Un conflitto nell'Oceano Pacifico si presenterebbe con caratteristiche ben diverse da quelle sperimentate dagli Usa e dai suoi alleati dopo l’invasione russa dell’Ucraina. Le complessità legate alla gestione del sostegno a Kiev impallidirebbero di fronte ad una crisi che avrebbe luogo in un’area considerata il proprio cortile di casa dal Paese del dragone. Non stupisce dunque che il Pentagono stia già lavorando a dei piani che permettano di supportare Taipei, difendere le infrastrutture militari Usa nella regione dagli attacchi cinesi e mantenere in piedi una rete logistica senza precedenti. Il tutto organizzando un’efficace controffensiva.

Per Washington ad essere in ballo non è solo la difesa di Taiwan ma l’intero ordine di sicurezza concepito dagli States all’indomani della Seconda Guerra Mondiale. In quest'ottica potenziare l’Australia, paragonata ad un’inaffondabile gigantesca portaerei naturale, rappresenta l’unica realistica soluzione per riequilibrare i progressi bellici compiuti dal gigante asiatico sotto la presidenza imperiale di Xi Jinping e ridurre lo svantaggio geografico detenuto dagli Usa.

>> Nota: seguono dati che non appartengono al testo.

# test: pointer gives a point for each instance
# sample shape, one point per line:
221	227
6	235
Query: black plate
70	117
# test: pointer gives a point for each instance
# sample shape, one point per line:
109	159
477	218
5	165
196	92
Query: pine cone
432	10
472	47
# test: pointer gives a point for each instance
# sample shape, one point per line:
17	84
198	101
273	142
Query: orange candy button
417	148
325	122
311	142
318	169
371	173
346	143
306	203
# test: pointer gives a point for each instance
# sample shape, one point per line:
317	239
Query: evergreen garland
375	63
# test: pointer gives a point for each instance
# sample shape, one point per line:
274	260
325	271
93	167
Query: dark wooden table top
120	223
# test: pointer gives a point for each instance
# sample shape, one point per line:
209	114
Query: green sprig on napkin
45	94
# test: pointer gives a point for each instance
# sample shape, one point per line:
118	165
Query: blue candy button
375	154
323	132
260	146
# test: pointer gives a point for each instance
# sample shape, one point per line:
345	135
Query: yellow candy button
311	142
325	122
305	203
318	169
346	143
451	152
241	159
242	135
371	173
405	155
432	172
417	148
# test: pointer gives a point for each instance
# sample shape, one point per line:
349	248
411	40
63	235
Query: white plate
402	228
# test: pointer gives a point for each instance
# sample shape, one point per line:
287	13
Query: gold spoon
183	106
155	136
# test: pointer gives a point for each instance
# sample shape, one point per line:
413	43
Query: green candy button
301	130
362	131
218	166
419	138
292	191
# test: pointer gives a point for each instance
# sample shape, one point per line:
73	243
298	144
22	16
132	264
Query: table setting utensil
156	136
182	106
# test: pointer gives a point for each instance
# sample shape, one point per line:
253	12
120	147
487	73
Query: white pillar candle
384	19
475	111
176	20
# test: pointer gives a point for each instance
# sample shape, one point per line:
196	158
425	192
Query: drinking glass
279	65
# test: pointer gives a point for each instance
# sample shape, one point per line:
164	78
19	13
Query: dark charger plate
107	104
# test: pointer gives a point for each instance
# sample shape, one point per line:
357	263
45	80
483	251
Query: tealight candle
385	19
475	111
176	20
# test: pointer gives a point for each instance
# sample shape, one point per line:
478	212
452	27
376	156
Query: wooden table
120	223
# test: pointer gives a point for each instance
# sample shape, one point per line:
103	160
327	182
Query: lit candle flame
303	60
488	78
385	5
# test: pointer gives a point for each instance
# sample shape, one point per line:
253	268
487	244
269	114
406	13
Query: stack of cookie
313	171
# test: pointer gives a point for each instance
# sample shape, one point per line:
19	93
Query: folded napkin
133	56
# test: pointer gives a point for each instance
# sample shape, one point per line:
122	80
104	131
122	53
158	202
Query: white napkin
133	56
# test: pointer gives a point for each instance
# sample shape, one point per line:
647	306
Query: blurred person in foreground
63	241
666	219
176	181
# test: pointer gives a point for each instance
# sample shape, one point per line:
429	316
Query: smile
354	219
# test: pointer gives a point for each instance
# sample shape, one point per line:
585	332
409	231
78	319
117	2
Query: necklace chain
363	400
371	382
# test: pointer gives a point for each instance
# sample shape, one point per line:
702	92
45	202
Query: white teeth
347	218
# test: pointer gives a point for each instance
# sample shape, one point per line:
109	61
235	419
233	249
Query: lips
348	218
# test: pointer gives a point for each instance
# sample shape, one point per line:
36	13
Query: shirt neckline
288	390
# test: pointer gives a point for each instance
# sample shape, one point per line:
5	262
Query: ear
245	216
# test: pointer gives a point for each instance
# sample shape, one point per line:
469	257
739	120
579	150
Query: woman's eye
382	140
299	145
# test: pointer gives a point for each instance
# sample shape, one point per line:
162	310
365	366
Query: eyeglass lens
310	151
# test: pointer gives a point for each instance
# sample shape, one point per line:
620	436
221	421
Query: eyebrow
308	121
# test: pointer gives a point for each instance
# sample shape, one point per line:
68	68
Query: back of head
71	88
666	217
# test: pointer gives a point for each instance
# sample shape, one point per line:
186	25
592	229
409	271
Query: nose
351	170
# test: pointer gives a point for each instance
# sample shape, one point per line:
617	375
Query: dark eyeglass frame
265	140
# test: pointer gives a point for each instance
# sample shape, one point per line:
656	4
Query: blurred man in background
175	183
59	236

Il Pentagono sta dunque inviando migliaia di soldati e costruendo basi nel Paese dell’emisfero australe quasi del tutto fuori dal raggio di azione dei missili in dotazione all’Esercito popolare di liberazione (Elp). È in particolare nei territori settentrionali, ma non solo, che si sta concentrando la presenza militare a stelle e strisce. Nella base aerea di Tindal sono in corsi dei lavori di ampliamento delle piste di atterraggio per ospitare sino a sei bombardieri B-52, velivoli in grado di trasportare testate nucleari, mentre a Darwin sono dislocati circa 2000 Marines.

Oltre a tali strutture, altri siti chiave sono situati a Bandiana, nel sud-est australiano, dove gli americani continuano a stoccare gli equipaggiamenti bellici e all’estremità occidentale del Paese, nella base HMAS Stirling, dove sottomarini nucleari Usa cominceranno presto a stazionare. Le sterminate dimensioni dell’Australia permettono a Washington di disseminare avamposti militari ad ampia distanza tra loro, una circostanza che rende impossibile il loro totale annientamento da parte delle forze nemiche.

Nessuno vuole una guerra con la Cina”, dichiara al Wall Street Journal il comandante dei Marines Brian T. Mulvihill precisando che gli Stati Uniti intendono esercitare una funzione di deterrenza contro le minacce alla stabilità nella regione. In caso di conflitto con Pechino la dispersione di soldati ed equipaggiamenti in Australia permetterebbe però a Washington di sfuggire ai contrattacchi cinesi e di organizzare una risposta efficace e agile che bilanci la vulnerabilità delle basi Usa in Giappone, Corea del Sud e sull’isola di Guam riducendo lo svantaggio in termini geografici detenuto dalle infrastrutture degli States presenti sulle isole Hawaii e in California.

Al cuore di tutti gli sforzi americani rimane la gestione della logistica e dei

rifornimenti. “Non è necessario distruggere un battaglione di carri armati se puoi impedire che ricevano carburante e munizioni”, ricorda l’analista Colin Smith. È tutta qui la vera sfida di una guerra nel Pacifico.